Reputation: 6041
Input is 200 K doubles pairs i.e. keypair. they have no range i.e. keys can be any numbers.
Now, the task is to group such big data into the following:
key1 => (value1, value2, value3)
key2 => (value1, value2, value3)
...
...
a EPSILON (e.g. 1e-8) can be considered when comparing equality of key (doubles).
I have developed a O(n^2) solution but it is too slow for 200K doubles. wondering any improvements? such as O(nlogn) would be nice.
Another example,
Input: <0.1, 0.3>, <0.1, 0.4>, <0.2, 0.5>, <0.2, 0.6>, <0.3, 0.7>
Output
0.1 => (0.3, 0.4)
0.2 => (0.5, 0.6)
0.3 => (0.7)
Upvotes: 1
Views: 91
Reputation: 150108
In order to avoid the issue of the grouping key depending on other grouping keys - the issue of treating keys like
(1.0, 1.0 + EPSILON, 1.0 + 2xEPSILON, 1.0 + 3xEPSILON)
consistently with keys like
(1.0, 1.0 + 2xEPSILON, 1.0 + 4xEPSILON, ...)
the most logical choice seems to be to use a HashSet and create a hash key by quantizing the actual double value of the key into buckets EPSILON in size.

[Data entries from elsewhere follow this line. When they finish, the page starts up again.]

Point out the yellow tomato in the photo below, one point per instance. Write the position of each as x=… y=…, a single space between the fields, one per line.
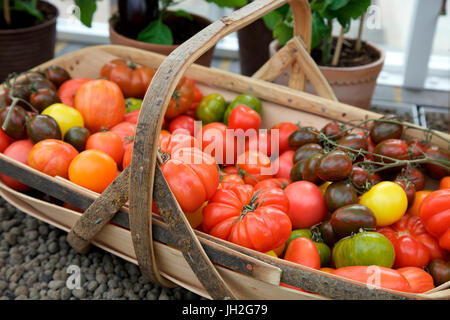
x=65 y=116
x=388 y=202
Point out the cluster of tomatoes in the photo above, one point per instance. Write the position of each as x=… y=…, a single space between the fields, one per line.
x=349 y=201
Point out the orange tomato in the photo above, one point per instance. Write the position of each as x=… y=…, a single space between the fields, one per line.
x=108 y=142
x=444 y=183
x=101 y=103
x=52 y=157
x=414 y=208
x=93 y=169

Depending on your requirements for EPSILON, you might adopt the discussion below to quantize your expected input range into something like a long:
Convert/Quantize Float Range to Integer Range
Upvotes: 1
Reputation: 7807
Why not sort? Sort according to first value and you are (almost) done. It is O(nlogn).
Upvotes: 1